Fist of the North Star (1995) poster

Fist of the North Star (1995)

Rating:


USA/Japan. 1995.

Crew

Director – Tony Randel, Screenplay – Peter Atkins & Tony Randel, Based on the Graphic Novel by Buronson & Tetsuo Hara, Producers – Aki Komine & Mark Yellen, Photography – Jacques Haitkin, Music – Christopher L. Stone, Production Design – Clark Hunter. Production Company – First Look Pictures/Ozla Pictures/Zeta Entertainment/Neo Motion Pictures.

Cast

Gary Daniels (Kenshiro), Costas Mandylor (Lord Shin), Isako Washio (Julia), Chris Penn (Jackal), Dante Basco (Bat), Nalona Herron (Lyn), Malcolm McDowell (Ryuken), Downtown Julie Brown (Charlie)


Plot

After the downfall of civilization, there have emerged two schools of martial arts, the North Star school and the Southern Cross school. Lord Shin, leader of the Southern Cross school, kills Ryuken, Fist of the North Star. Ryuken’s son Kenshiro now inherits the role of Fist of the North Star. Kenshiro comes to the aid of the people of Paradise Valley as they are invaded and overrun by Shin’s Crossmen. At the same time, Shin has also abducted Kenshiro’s love Julia and is forcing her to become his. Kenshiro sets out to stop Shin, something that will culminate in a showdown between the Southern Cross and North Star schools.

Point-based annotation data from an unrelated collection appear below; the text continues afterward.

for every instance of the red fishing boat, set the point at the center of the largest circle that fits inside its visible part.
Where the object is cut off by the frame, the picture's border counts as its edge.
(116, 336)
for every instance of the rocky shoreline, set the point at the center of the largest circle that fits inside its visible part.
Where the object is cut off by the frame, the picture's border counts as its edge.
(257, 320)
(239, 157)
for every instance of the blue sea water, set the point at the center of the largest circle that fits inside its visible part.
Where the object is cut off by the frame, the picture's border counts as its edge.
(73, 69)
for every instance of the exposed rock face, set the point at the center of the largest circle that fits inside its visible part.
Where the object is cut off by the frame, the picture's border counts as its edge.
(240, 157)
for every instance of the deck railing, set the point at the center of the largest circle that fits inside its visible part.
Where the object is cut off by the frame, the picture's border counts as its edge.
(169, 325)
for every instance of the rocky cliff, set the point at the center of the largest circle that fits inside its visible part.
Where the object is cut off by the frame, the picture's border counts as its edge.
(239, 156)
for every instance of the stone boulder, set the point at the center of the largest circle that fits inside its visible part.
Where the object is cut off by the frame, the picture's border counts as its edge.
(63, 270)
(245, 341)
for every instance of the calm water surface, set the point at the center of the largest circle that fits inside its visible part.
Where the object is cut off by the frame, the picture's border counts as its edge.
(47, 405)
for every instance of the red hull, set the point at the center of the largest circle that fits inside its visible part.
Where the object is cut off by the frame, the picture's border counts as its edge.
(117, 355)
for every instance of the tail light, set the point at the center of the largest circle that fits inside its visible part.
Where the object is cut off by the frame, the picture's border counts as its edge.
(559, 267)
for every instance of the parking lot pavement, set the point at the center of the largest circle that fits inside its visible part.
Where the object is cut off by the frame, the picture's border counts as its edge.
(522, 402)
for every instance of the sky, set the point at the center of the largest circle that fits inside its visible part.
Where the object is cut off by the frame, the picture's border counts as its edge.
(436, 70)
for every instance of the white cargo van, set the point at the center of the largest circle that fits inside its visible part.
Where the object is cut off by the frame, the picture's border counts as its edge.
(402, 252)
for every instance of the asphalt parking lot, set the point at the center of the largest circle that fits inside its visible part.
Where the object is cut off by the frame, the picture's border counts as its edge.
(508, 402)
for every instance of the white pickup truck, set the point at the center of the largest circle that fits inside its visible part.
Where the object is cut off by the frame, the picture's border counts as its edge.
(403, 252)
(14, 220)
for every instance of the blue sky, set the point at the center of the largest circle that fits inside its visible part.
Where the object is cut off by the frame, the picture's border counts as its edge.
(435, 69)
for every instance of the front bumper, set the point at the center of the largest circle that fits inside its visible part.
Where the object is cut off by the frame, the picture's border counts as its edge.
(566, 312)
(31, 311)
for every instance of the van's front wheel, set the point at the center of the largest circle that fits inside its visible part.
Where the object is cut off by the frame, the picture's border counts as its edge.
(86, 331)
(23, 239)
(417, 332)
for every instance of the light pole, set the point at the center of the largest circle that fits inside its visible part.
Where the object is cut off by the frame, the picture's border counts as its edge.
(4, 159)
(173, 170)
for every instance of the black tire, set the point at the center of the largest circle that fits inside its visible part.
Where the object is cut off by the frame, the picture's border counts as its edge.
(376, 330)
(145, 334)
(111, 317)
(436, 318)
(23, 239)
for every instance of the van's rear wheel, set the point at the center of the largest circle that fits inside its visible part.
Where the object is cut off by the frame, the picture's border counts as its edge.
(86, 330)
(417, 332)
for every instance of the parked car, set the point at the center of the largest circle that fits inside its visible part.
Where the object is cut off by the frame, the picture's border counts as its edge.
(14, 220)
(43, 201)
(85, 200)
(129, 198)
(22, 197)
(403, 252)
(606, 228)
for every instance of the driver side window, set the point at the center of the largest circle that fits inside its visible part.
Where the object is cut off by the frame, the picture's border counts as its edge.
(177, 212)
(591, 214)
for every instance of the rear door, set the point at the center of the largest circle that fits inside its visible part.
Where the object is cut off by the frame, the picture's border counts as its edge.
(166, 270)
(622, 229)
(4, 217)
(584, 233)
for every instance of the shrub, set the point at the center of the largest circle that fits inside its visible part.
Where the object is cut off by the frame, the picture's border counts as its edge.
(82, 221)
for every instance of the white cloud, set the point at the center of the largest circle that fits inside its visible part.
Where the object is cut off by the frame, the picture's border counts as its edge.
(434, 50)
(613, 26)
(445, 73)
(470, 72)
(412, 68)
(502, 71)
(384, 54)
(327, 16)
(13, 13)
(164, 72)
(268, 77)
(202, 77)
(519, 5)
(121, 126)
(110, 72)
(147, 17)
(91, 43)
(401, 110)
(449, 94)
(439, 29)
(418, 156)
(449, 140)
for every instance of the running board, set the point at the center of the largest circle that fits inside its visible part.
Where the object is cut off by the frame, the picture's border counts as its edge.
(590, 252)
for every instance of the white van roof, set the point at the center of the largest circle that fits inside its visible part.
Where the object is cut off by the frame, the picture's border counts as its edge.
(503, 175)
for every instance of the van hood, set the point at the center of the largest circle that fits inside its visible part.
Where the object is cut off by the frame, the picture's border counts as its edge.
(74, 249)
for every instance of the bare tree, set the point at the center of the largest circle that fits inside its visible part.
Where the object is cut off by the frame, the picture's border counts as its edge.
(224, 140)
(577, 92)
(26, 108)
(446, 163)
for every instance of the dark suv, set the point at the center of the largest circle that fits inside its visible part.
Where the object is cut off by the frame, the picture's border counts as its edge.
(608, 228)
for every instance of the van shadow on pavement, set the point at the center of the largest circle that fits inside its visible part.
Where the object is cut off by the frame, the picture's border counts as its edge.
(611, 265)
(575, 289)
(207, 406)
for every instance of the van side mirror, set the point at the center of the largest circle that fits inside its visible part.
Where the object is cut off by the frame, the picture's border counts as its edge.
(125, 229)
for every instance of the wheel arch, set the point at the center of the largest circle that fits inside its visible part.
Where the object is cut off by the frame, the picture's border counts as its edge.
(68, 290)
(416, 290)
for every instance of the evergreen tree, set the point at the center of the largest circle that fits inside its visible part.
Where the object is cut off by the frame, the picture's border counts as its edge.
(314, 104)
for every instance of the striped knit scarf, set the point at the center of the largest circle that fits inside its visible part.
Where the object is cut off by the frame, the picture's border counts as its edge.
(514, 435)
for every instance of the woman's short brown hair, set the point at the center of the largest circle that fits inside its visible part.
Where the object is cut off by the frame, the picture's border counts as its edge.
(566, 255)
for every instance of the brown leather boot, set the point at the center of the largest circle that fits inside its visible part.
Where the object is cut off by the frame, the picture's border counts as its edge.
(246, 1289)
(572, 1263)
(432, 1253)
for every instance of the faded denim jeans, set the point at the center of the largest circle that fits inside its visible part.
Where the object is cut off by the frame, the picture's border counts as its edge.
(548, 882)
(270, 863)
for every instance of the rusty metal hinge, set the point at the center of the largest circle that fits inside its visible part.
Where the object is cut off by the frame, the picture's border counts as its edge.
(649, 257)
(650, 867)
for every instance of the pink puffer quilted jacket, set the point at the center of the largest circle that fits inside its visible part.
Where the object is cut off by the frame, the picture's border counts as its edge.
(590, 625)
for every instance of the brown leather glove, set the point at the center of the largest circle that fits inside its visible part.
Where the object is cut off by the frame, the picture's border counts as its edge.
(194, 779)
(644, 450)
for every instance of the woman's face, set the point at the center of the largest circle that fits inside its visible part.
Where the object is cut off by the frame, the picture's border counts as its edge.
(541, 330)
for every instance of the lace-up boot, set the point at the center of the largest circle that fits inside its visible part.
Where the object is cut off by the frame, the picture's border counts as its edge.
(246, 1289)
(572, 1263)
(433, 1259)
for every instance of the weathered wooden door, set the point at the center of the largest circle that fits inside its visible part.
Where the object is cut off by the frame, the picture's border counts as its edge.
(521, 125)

As the cult of anime and manga hit the West following the amazing success of Akira (1988), Fist of the North Star was one of a handful of Western live-action manga adaptations that were made in an attempt to exploit this interest. There was also the low-budget adaptation of The Guyver (1991) and were at various points also planned live-action adaptations of Akira and Mai the Psychic Girl. Things took off in the 00s with the live-action English-language likes of Transformers (2007), Speed Racer (2008), Blood: The Last Vampire (2009), Dragonball: Evolution (2009) and Kite (2014), Ghost in the Shell (2017) and Cowboy Bebop (2021), and Japanese-made efforts such as Casshern (2004), Cutie Honey (2004), Devilman (2004), YatterMan (2009), Space Battleship Yamato (2010), Kiki’s Delivery Service (2014), Lupin III (2014), Attack on Titan (2015), Fullmetal Alchemist (2017), Gintama (2017) and Tokyo Ghoul (2017). However, 1996 brought both Fist of the North Star, adapted from the manga and the animated tv series Fist of the North Star (1984-7), as well as Crying Freeman (1995).

Fist of the North Star comes from Tony Randel (and his regular co-writer Pete Atkins). The two first made Hellbound: Hellraiser II (1988) and Tony Randel has since remained a steady but unremarkable genre hand with various films such as Children of the Night (1991), Amityville 1992: It’s About Time (1992), Ticks (1993), The Double Born (2008) and The Hybrids Family (2015).

Gary Daniels as Kenshiro, the Fist of the North Star (1995)
Gary Daniels as Kenshiro, the Fist of the North Star

Fist of the North Star never quite comes off. The problem is that Tony Randel is not sure what type of film he is making. He creates all manner of bizarrely over-the-top martial arts moves – combatants fire lightning bolts, opponents legs cross like clashing swords in mid air, Gary Daniels has a move involving finger tapping an opponent that causes their head to explode (Chris Penn wears a helmet throughout to delay the effect of one such explosion) and delivers kicks that dislocate an opponent’s jaw like a Size 15 shoe.

On the other hand these moves, which seem to be wanting to mutate into the wildly over-the-top acrobatics of a Hong Kong fantasy film, sit at odds with the realistic post-holocaust setting, which comes filled with grimly violent images of marauding gangs dragging burning victims through the shantytown behind vehicles and drowning people in barrels of water. The result feels like two distinctly different films that never mix in their approaches.

The film also suffers from bad miscasting. For one, it retains the Japanese names of the characters from the manga but then incongruously casts them with Caucasian faces. Hero Gary Daniels, a minor martial arts star, is a bland actor with no concept of the meaning of depth. On the other hand, Costas Mandylor, an actor who is usually all glowering romantic moodiness, is totally wrong when it comes to playing a larger-than-life supervillain.